While cautioning that further research is necessary to gain more clarity into the mechanisms of action for survodutide with respect to its impact on liver and cardiometabolic health, the study authors said the agent offers significant potential in this patient population.
“Improvements in LFC, body weight and multiple markers of liver and cardiometabolic health with survodutide treatment in participants with early-stage MASLD suggest that this therapeutic agent has important benefits for reducing liver inflammation and cardiometabolic risk and underscore its potential for improving long-term outcomes in people with obesity and metabolic liver disease,” emphasized Kaplan and colleagues.

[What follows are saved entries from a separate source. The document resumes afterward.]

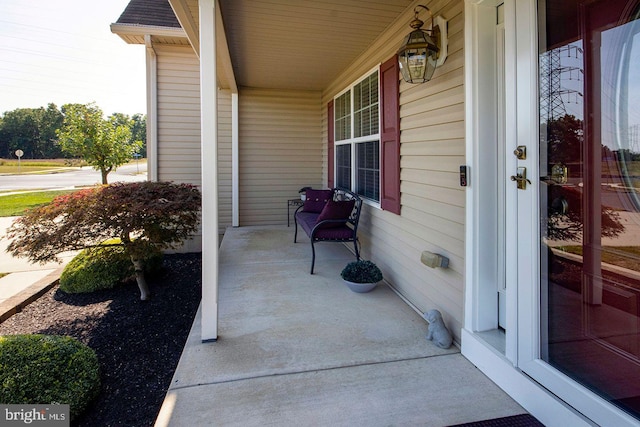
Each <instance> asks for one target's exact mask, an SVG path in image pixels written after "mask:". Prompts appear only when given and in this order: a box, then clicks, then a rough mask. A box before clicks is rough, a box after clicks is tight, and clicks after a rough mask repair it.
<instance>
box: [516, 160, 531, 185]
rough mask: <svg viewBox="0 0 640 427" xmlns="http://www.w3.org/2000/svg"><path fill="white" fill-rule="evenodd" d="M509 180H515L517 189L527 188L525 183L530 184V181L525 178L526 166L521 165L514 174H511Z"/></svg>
mask: <svg viewBox="0 0 640 427" xmlns="http://www.w3.org/2000/svg"><path fill="white" fill-rule="evenodd" d="M511 181H515V182H516V183H517V185H518V190H524V189H526V188H527V183H529V184H531V181H529V180H528V179H527V168H525V167H524V166H521V167H519V168H518V171H517V172H516V174H515V175H512V176H511Z"/></svg>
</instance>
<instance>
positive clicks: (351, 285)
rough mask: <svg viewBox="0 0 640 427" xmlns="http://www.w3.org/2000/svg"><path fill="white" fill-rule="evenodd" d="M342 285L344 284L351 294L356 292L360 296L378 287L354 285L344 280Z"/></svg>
mask: <svg viewBox="0 0 640 427" xmlns="http://www.w3.org/2000/svg"><path fill="white" fill-rule="evenodd" d="M343 280H344V279H343ZM344 283H346V284H347V286H348V287H349V289H351V290H352V291H353V292H358V293H360V294H363V293H365V292H369V291H372V290H373V288H375V287H376V286H377V285H378V284H377V283H354V282H350V281H348V280H344Z"/></svg>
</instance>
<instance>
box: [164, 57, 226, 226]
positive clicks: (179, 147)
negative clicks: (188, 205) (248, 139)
mask: <svg viewBox="0 0 640 427" xmlns="http://www.w3.org/2000/svg"><path fill="white" fill-rule="evenodd" d="M155 50H156V55H157V61H158V179H159V180H160V181H173V182H177V183H189V184H194V185H198V186H200V185H201V184H202V176H201V172H200V168H201V164H200V153H201V150H200V144H201V142H200V65H199V62H198V58H197V57H196V55H195V54H194V53H193V49H191V47H174V46H155ZM218 109H219V112H218V178H219V181H218V191H219V196H218V197H219V200H218V203H219V208H218V209H219V224H220V232H221V233H223V232H224V229H225V228H226V227H228V226H230V225H231V93H230V92H229V91H219V92H218Z"/></svg>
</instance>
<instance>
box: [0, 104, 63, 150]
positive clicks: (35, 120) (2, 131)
mask: <svg viewBox="0 0 640 427" xmlns="http://www.w3.org/2000/svg"><path fill="white" fill-rule="evenodd" d="M61 125H62V112H60V111H59V110H58V108H57V107H56V105H55V104H49V105H48V106H47V108H46V109H45V108H43V107H40V108H18V109H15V110H13V111H8V112H6V113H5V114H4V117H3V118H2V121H1V122H0V156H2V157H13V156H14V153H15V151H16V150H17V149H21V150H22V151H24V157H25V158H29V159H43V158H56V157H61V156H62V152H61V150H60V147H59V146H58V144H57V137H56V129H58V128H59V127H60V126H61Z"/></svg>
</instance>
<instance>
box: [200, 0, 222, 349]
mask: <svg viewBox="0 0 640 427" xmlns="http://www.w3.org/2000/svg"><path fill="white" fill-rule="evenodd" d="M198 4H199V10H200V111H201V112H200V114H201V116H200V126H201V129H202V132H201V134H202V136H201V138H202V140H201V145H202V155H201V156H202V158H201V162H202V163H201V164H202V166H201V167H202V335H201V338H202V341H215V340H216V339H217V338H218V245H219V243H218V107H217V106H218V102H217V92H218V83H217V82H218V78H217V75H216V36H215V34H216V28H215V22H216V20H215V16H216V10H215V5H216V2H215V0H199V1H198Z"/></svg>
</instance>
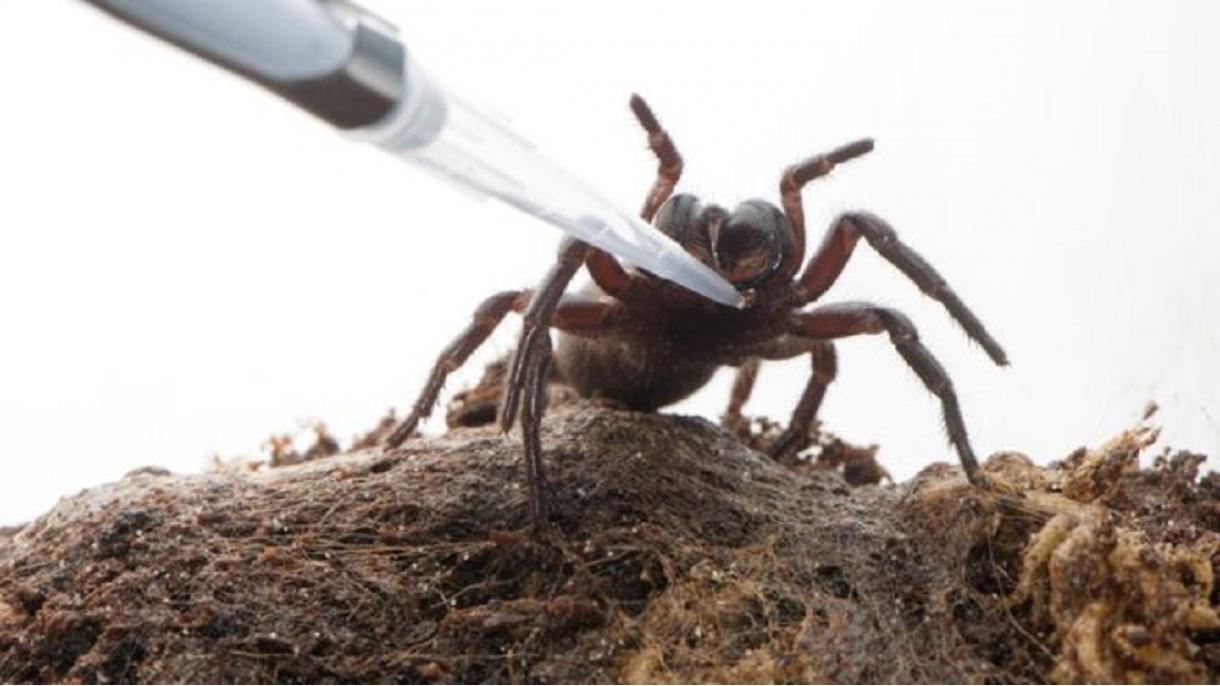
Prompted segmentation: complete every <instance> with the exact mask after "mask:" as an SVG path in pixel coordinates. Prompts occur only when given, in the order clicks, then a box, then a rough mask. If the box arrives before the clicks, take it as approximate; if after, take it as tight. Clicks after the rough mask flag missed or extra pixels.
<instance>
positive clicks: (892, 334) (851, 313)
mask: <svg viewBox="0 0 1220 686" xmlns="http://www.w3.org/2000/svg"><path fill="white" fill-rule="evenodd" d="M788 326H789V331H791V332H792V333H797V334H800V336H805V337H809V338H811V339H815V341H828V339H832V338H845V337H848V336H860V334H865V333H888V334H889V341H891V343H893V345H894V348H895V349H897V350H898V354H899V355H902V358H903V360H905V361H906V365H908V366H910V367H911V370H914V371H915V374H916V375H917V376H919V377H920V381H922V382H924V386H925V387H926V388H927V389H928V391H931V392H932V393H933V394H935V395H936V397H937V398H939V399H941V410H942V414H943V416H944V428H946V432H947V433H948V438H949V443H952V444H953V447H954V449H956V453H958V458H959V459H960V460H961V468H963V470H965V472H966V478H969V480H970V482H971V483H974V485H975V486H978V487H983V488H986V487H988V486H989V485H988V483H987V480H986V477H985V476H983V475H982V474H981V472H980V470H978V460H977V459H976V458H975V452H974V449H972V448H971V447H970V438H969V437H967V436H966V424H965V421H964V420H963V419H961V409H960V406H959V405H958V395H956V393H955V392H954V389H953V381H950V380H949V375H948V372H946V371H944V367H943V366H941V363H938V361H937V360H936V358H935V356H932V353H930V352H928V349H927V348H925V347H924V344H922V343H921V342H920V339H919V332H917V331H916V330H915V325H913V323H911V321H910V320H909V319H908V317H906V315H904V314H902V312H899V311H897V310H891V309H887V308H880V306H877V305H874V304H870V303H838V304H833V305H826V306H822V308H817V309H815V310H811V311H808V312H798V314H794V315H792V316H791V317H789V320H788Z"/></svg>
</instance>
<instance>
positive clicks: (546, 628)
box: [0, 400, 1220, 682]
mask: <svg viewBox="0 0 1220 686" xmlns="http://www.w3.org/2000/svg"><path fill="white" fill-rule="evenodd" d="M553 402H554V400H553ZM493 416H494V415H493ZM390 419H392V417H390ZM383 424H384V422H383ZM1152 438H1153V433H1152V432H1150V430H1148V428H1138V430H1133V431H1131V432H1127V433H1124V435H1122V436H1120V437H1119V438H1116V439H1115V441H1113V442H1110V443H1108V444H1105V446H1103V447H1100V448H1097V449H1092V450H1078V452H1077V453H1074V454H1072V455H1071V457H1069V458H1068V459H1065V460H1063V461H1061V463H1059V464H1053V465H1052V466H1048V468H1041V466H1037V465H1035V464H1033V463H1032V461H1031V460H1030V459H1027V458H1025V457H1024V455H1019V454H1016V453H1000V454H997V455H993V457H992V458H991V459H988V460H987V463H986V465H985V469H986V470H987V474H988V475H989V476H991V477H992V480H993V481H996V482H997V485H998V488H999V491H1000V492H1003V493H1007V494H996V493H981V492H978V491H976V489H974V488H972V487H970V486H969V485H967V483H966V482H965V480H964V477H963V476H961V474H960V471H959V470H958V469H956V468H954V466H949V465H947V464H936V465H932V466H930V468H928V469H926V470H925V471H924V472H921V474H920V475H919V476H917V477H915V478H914V480H913V481H910V482H908V483H900V485H895V486H863V487H855V488H853V487H850V486H849V485H848V481H847V478H845V475H847V472H845V471H843V472H839V471H836V470H831V469H815V468H816V464H817V463H819V460H821V459H822V458H821V455H822V454H826V453H827V452H830V453H831V455H832V457H830V458H826V460H827V463H830V461H832V458H833V455H834V454H836V453H834V450H841V452H839V453H838V455H839V457H838V458H833V460H838V466H837V469H843V466H844V465H847V464H849V463H852V461H853V460H856V461H860V463H866V461H867V460H870V459H872V458H871V457H872V455H874V454H875V449H872V448H867V449H859V448H854V449H853V450H858V452H856V453H852V452H850V450H849V449H848V448H833V446H834V443H833V442H828V443H827V442H825V441H824V442H821V443H820V442H816V441H815V449H814V452H817V453H819V455H817V457H815V459H814V460H813V461H811V463H810V466H808V468H799V469H793V468H792V466H787V465H781V464H776V463H775V461H772V460H771V459H770V458H766V457H765V455H761V454H760V453H758V452H754V450H752V449H749V448H747V447H744V446H743V444H742V443H741V442H738V441H737V439H734V438H733V437H732V436H730V435H727V433H725V432H723V431H722V430H720V428H717V427H716V426H712V425H711V424H709V422H706V421H703V420H698V419H688V417H682V416H669V415H651V414H638V413H630V411H622V410H616V409H612V408H606V406H601V405H598V404H593V403H587V402H561V403H555V406H553V408H551V410H550V413H549V415H548V419H547V421H545V424H544V431H543V439H544V444H545V446H547V459H548V465H547V466H548V470H549V471H548V474H549V478H550V491H551V494H553V498H551V500H553V510H554V516H553V530H551V531H549V532H548V533H547V535H545V536H542V537H533V536H531V535H529V533H528V518H527V514H526V494H525V492H523V489H522V487H521V474H520V471H521V452H520V447H519V443H517V439H516V437H510V438H509V439H505V438H504V437H501V436H500V435H499V432H498V431H497V430H494V428H492V427H482V428H456V430H453V431H450V432H449V433H448V435H445V436H442V437H438V438H423V439H412V441H409V442H407V443H406V444H404V447H403V448H401V449H397V450H392V452H382V450H379V449H376V448H368V449H364V450H360V452H355V453H346V454H339V455H333V457H326V458H321V459H315V460H312V461H304V463H301V464H294V465H290V466H279V468H276V469H261V470H257V471H233V470H229V471H220V472H211V474H204V475H196V476H176V475H167V474H149V472H140V474H133V475H131V476H128V477H127V478H124V480H122V481H120V482H116V483H111V485H106V486H100V487H98V488H94V489H90V491H87V492H83V493H81V494H78V496H74V497H71V498H66V499H65V500H62V502H61V503H60V504H59V505H57V507H56V508H55V509H54V510H51V511H50V513H48V514H46V515H44V516H43V518H39V519H38V520H35V521H33V522H30V524H29V525H27V526H26V527H23V529H22V530H21V531H20V532H17V533H15V535H9V536H10V537H9V538H5V537H4V536H0V680H4V681H132V682H157V681H167V682H238V681H240V682H249V681H260V682H315V681H356V682H368V681H442V682H478V681H501V682H506V681H576V682H588V681H615V682H649V681H662V682H686V681H834V682H861V681H863V682H875V681H900V682H963V681H966V682H983V681H988V682H998V681H1047V680H1057V681H1119V682H1143V681H1166V682H1168V681H1187V682H1216V681H1218V680H1220V623H1218V619H1216V608H1218V602H1220V591H1218V587H1220V583H1218V580H1216V569H1218V564H1220V558H1218V554H1220V553H1218V551H1220V543H1218V540H1220V538H1218V537H1220V476H1218V475H1215V474H1211V475H1208V476H1205V477H1203V478H1202V480H1199V478H1198V477H1197V470H1198V468H1199V463H1200V461H1202V457H1199V455H1196V454H1191V453H1176V454H1169V453H1164V454H1161V455H1160V457H1159V458H1158V459H1157V460H1155V461H1154V464H1153V465H1152V466H1150V468H1149V469H1141V468H1139V466H1138V455H1139V454H1141V452H1143V450H1147V449H1148V446H1149V444H1150V441H1152ZM822 443H825V444H822ZM859 450H863V452H864V454H865V455H867V459H866V458H861V457H852V455H853V454H854V455H859V454H860V453H859ZM306 453H307V452H306ZM872 464H875V461H874V463H872Z"/></svg>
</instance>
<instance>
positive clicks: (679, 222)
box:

(Editor’s note: For related content, see “MRI-Derived Fat Quantification and Neurologic Impacts: What Emerging Research Reveals,” “MRI Study at ARRS Raises Questions About Disparities in Detection of MASLD” and “What a New MRI Meta-Analysis Reveals About AI-Powered Hippocampal Segmentation and Alzheimer’s Disease.”)
In regard to study limitations, the authors acknowledged the short duration of the study (48 weeks) and that the cohort was largely comprised of White patients.